Is there any program for fuzzy string matching, which provides a match score?
I have list of strings in file A
and file B
. I want to take each string in file A and find the most similar string in file B.
For this, I am looking for a tool that provides fuzzy comparing.
for example:
$ fuzzy_compare "Some string" "Some string"
100
Where 100 is some equality ratio. For example Levenshtein distance.

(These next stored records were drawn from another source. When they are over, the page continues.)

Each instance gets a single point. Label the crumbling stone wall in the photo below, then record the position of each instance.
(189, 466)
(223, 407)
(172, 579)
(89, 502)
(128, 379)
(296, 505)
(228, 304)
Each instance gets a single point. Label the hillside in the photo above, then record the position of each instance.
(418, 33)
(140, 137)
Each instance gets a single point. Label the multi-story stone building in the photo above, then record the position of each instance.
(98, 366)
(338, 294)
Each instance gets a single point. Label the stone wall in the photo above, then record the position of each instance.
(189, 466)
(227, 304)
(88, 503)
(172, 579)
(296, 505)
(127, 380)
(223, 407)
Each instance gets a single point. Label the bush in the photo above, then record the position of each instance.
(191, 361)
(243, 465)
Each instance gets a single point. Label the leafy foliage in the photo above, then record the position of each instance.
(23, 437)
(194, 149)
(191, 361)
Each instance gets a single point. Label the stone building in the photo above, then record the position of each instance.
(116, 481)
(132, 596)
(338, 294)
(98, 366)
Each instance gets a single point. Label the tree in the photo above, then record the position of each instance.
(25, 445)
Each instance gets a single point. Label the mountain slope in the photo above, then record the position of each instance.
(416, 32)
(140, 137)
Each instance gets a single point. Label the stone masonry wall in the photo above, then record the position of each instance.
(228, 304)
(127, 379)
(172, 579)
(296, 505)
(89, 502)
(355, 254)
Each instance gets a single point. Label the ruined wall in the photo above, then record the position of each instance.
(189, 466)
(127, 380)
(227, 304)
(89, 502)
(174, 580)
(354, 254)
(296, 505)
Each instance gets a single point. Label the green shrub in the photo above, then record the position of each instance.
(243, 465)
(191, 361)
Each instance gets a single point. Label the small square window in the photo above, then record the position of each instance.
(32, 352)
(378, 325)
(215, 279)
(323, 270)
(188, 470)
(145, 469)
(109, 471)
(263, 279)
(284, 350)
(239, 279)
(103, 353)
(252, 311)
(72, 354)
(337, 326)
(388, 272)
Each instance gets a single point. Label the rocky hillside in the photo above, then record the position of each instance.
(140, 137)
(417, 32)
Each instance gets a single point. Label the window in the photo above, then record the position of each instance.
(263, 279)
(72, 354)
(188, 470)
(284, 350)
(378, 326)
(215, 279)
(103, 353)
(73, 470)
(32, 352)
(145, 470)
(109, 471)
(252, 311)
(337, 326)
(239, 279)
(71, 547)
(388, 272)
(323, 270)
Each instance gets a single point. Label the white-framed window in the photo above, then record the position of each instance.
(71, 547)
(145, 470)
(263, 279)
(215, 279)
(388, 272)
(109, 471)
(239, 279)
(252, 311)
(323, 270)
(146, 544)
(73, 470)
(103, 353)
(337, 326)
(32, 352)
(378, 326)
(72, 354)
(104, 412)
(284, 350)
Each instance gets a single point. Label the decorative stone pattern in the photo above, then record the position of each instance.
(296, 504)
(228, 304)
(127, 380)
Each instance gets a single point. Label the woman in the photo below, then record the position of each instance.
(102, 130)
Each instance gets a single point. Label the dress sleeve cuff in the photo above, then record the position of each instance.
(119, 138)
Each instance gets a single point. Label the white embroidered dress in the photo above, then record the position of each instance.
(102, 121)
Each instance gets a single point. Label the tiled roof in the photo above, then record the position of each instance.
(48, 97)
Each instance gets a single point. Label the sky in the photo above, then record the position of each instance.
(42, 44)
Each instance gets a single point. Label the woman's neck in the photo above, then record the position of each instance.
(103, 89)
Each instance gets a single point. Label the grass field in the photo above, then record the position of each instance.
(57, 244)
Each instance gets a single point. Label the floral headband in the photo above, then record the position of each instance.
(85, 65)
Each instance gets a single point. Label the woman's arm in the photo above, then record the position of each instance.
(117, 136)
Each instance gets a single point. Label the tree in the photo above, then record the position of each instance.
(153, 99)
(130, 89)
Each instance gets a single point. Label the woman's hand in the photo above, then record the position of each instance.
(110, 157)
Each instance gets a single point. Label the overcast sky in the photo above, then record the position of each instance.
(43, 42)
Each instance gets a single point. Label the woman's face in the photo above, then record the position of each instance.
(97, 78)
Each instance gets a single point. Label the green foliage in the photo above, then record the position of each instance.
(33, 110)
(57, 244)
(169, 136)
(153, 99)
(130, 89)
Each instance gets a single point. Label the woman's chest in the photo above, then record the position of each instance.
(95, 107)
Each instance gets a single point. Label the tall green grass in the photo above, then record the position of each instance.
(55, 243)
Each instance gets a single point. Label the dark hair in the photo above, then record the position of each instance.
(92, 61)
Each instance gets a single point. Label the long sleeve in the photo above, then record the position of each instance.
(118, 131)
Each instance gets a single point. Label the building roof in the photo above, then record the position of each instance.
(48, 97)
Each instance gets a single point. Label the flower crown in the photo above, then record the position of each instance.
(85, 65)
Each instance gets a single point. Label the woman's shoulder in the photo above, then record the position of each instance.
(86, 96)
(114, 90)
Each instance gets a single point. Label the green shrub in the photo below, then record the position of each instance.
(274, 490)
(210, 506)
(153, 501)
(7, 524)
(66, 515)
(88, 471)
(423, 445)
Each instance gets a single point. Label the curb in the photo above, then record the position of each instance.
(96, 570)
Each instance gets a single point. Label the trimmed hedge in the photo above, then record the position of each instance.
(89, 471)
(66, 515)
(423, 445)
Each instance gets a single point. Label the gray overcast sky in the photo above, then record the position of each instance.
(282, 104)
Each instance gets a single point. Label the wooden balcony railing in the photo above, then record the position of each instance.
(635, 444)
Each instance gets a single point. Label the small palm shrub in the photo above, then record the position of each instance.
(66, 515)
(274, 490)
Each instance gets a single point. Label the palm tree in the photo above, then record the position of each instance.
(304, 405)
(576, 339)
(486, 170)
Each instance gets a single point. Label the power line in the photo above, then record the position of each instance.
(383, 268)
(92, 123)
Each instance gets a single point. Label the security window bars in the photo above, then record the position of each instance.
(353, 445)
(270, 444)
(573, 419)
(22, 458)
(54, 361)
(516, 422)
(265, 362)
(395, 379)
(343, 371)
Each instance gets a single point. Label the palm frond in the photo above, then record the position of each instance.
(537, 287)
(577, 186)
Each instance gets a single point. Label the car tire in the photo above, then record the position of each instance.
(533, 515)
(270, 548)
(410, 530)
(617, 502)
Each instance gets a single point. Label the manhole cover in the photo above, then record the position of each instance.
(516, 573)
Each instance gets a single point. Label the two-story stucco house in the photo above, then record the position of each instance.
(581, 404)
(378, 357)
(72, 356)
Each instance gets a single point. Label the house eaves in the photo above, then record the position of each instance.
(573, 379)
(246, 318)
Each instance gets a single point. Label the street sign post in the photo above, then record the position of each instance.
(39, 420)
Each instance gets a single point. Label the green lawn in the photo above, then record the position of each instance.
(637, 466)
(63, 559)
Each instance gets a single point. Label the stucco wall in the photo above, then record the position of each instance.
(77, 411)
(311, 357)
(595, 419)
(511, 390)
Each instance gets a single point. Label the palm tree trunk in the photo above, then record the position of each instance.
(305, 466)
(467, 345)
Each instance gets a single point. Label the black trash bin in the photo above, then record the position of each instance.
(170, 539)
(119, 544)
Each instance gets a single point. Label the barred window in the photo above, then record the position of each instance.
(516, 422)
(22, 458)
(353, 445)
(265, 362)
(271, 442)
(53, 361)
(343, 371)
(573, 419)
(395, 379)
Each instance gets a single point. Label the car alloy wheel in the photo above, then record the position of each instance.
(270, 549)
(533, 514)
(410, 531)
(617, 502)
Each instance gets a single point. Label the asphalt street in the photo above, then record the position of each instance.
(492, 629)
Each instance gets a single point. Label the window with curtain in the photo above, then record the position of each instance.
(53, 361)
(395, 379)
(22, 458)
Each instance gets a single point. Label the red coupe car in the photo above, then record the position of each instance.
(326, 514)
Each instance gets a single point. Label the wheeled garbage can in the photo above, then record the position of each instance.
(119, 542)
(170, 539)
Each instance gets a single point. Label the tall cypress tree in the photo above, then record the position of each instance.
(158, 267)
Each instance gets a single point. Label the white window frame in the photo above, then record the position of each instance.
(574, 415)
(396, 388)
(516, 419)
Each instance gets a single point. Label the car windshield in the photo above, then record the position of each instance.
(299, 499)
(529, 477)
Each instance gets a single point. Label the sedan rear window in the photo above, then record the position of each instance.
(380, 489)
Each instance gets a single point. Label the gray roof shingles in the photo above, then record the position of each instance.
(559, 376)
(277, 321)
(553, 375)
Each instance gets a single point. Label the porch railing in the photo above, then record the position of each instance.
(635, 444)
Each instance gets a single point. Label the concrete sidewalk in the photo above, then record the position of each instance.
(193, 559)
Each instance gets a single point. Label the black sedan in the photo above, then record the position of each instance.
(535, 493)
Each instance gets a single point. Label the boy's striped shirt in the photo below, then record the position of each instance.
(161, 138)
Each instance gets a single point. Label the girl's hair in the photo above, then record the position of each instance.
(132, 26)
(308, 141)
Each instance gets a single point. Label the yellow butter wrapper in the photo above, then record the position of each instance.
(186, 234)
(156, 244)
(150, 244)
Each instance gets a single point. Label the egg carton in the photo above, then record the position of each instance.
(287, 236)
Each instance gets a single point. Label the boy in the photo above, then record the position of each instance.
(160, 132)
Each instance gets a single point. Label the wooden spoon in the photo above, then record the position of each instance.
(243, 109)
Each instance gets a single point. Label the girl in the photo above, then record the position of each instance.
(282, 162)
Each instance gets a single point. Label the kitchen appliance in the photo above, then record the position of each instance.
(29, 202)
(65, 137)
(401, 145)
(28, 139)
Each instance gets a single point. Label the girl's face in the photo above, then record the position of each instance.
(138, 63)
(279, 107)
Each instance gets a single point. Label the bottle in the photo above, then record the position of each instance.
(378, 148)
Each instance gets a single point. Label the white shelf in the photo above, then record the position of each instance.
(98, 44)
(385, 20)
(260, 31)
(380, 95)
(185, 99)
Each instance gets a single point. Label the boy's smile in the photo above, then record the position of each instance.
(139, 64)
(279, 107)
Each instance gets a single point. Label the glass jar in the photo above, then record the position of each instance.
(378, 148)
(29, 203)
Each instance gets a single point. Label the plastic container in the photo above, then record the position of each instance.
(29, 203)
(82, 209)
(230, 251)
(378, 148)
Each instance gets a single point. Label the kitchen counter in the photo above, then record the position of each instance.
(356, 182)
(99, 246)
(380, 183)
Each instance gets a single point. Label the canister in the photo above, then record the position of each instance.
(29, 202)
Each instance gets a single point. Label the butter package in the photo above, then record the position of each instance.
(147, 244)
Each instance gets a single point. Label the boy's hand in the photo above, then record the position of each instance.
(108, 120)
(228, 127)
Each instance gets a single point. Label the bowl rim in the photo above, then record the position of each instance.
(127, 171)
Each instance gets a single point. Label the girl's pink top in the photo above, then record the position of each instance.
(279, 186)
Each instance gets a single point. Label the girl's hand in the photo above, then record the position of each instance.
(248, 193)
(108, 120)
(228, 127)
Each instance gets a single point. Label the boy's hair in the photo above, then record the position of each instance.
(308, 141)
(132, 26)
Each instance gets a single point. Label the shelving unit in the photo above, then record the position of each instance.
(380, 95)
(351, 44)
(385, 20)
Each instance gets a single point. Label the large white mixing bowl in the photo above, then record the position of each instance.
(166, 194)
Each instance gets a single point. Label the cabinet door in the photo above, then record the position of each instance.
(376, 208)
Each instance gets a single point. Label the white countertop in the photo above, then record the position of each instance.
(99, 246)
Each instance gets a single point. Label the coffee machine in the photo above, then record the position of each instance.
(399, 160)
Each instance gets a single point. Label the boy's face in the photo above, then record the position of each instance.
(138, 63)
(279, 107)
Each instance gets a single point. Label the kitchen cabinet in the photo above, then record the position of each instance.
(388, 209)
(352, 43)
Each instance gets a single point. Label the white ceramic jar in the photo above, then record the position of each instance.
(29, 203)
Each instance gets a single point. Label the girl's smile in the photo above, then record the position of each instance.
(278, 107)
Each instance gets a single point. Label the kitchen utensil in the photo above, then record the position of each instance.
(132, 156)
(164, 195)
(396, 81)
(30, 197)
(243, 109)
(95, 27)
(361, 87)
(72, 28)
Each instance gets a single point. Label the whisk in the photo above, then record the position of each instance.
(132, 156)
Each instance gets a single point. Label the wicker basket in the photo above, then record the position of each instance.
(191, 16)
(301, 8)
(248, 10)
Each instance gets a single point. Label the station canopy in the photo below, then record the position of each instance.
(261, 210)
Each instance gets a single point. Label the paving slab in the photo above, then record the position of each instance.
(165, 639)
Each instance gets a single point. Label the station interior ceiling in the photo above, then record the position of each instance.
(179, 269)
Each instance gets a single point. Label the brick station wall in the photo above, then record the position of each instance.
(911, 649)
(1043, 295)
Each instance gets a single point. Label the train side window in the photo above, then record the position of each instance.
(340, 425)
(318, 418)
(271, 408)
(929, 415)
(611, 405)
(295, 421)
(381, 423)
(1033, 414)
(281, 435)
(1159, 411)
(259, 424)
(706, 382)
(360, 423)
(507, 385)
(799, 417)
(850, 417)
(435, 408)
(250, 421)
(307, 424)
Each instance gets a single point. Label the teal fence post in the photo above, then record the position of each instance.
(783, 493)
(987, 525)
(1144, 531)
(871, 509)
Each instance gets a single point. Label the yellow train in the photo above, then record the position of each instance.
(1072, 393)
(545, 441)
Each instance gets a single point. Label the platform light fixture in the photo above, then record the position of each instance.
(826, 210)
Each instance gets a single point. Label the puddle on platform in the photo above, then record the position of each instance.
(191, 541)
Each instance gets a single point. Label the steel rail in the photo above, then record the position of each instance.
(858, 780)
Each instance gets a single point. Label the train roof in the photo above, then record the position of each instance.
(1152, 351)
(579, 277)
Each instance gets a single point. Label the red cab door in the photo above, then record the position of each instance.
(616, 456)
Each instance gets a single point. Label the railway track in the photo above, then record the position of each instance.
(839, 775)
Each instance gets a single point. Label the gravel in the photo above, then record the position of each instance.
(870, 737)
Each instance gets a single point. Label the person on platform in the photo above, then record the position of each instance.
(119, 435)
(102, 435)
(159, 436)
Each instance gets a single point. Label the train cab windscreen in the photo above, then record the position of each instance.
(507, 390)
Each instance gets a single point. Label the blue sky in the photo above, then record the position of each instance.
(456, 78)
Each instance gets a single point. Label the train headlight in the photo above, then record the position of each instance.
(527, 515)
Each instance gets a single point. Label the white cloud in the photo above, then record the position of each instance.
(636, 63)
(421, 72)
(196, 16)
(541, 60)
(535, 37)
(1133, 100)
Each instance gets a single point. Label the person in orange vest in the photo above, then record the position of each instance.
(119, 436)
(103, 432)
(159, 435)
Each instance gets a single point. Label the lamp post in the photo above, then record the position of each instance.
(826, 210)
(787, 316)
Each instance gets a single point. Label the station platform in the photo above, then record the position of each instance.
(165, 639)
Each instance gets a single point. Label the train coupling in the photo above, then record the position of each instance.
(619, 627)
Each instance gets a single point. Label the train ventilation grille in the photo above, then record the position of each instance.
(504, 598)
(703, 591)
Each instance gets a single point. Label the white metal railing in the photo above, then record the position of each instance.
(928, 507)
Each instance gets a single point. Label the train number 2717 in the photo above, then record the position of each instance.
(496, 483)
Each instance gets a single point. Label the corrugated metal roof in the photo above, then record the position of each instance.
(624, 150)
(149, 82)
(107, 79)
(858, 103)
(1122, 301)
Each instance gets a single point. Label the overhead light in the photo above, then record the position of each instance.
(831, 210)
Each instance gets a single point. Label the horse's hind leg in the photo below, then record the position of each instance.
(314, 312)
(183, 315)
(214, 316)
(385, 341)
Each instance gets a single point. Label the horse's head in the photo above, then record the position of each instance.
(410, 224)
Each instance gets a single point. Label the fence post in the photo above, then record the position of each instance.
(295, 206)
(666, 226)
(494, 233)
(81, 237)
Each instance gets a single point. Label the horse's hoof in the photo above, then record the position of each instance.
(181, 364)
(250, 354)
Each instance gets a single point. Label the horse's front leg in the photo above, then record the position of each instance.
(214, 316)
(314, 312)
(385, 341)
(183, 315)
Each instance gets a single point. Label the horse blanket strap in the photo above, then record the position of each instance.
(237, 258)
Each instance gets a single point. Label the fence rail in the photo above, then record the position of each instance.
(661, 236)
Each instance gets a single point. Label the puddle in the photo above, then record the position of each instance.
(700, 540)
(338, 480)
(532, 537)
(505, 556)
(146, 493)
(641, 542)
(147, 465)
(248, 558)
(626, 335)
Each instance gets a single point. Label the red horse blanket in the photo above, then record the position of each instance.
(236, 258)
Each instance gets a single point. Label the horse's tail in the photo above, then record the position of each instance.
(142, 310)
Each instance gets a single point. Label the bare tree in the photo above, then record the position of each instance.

Is there any utility? I don't want to reinvent the wheel.
Solution 1:
I found this page which provides implementations of the Levenshtein distance algorithm in different languages. So, for example in bash, you could do:
#!/bin/bash
function levenshtein {
if [ "$#" -ne "2" ]; then
echo "Usage: $0 word1 word2" >&2
elif [ "${#1}" -lt "${#2}" ]; then
levenshtein "$2" "$1"
else
local str1len=$((${#1}))
local str2len=$((${#2}))
local d i j
for i in $(seq 0 $(((str1len+1)*(str2len+1)))); do
d[i]=0
done
for i in $(seq 0 $((str1len))); do
d[$((i+0*str1len))]=$i
done
for j in $(seq 0 $((str2len))); do
d[$((0+j*(str1len+1)))]=$j
done
for j in $(seq 1 $((str2len))); do
for i in $(seq 1 $((str1len))); do
[ "${1:i-1:1}" = "${2:j-1:1}" ] && local cost=0 || local cost=1
local del=$((d[(i-1)+str1len*j]+1))
local ins=$((d[i+str1len*(j-1)]+1))
local alt=$((d[(i-1)+str1len*(j-1)]+cost))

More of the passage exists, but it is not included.